Coal-fired power plant

(Reuters) — Axa SA, France’s biggest insurer, extended its climate change policy to its recently acquired XL division, which will result in a negative impact on its revenue.

Axa said XL will stop insuring projects related to the construction of coal-fired power plants and the extraction of tar sands.

The move will mean a revenue loss of about €100 million ($114 million) for XL, which would mainly occur in 2020.

“€100 million is a lot of money but, when you take into account Axa’s world revenue, this is something we can absorb in terms of activity growth,” said Jad Ariss, Axa’s head of public affairs and corporate responsibility.

Axa reported annual group revenues of €98.6 billion for 2017.

Bermuda-based XL Group Ltd., bought by Axa earlier this year in a $15 billion deal, mainly handles property/casualty insurance in the United States.

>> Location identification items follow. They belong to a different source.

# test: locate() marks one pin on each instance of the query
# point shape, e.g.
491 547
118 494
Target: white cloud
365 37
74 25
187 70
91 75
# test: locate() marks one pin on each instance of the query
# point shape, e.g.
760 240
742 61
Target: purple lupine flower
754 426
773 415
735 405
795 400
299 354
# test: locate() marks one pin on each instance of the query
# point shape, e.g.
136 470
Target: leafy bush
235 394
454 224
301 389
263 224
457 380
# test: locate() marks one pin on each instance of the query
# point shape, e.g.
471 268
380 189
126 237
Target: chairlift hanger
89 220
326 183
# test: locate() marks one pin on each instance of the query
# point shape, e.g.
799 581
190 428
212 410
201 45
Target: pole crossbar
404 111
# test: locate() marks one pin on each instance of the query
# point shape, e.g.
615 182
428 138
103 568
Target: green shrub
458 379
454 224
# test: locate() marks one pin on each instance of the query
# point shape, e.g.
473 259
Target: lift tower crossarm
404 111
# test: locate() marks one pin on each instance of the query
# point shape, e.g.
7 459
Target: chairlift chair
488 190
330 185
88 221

A number of European insurers and banks have committed to pull back for most polluting industries under pressure from environmentalist groups and activist investors.

Axa's announcement over its XL division follows Italian rival Assicurazioni Generali SpA's pledge earlier this month to stop offering insurance coverage to new coal mines and plants.

Other insurance industry players such Scor SE, Swiss Re Ltd. and Zurich Insurance Group Ltd. have also announced certain restrictions on carbon intensive industries.

European insurers have been more proactive than rivals in the United States in terms of their climate change policies.

Reducing insurance coverage of the coal industry raises costs for coal power generation, which could increase pressure on utilities to switch to cleaner energy.

Next month, the United Nations climate change conference takes place in Poland.

XL will also — similar to its parent Axa — stop investing in assets related to coal and tar sands. The company will sell €660 million worth of financial assets starting in 2019, said Mr. Ariss.

XL will also refrain from investing in assets related to the tobacco industry and assets related to chemical and biological weapons, cluster bombs or anti-personnel mines, Mr. Ariss added.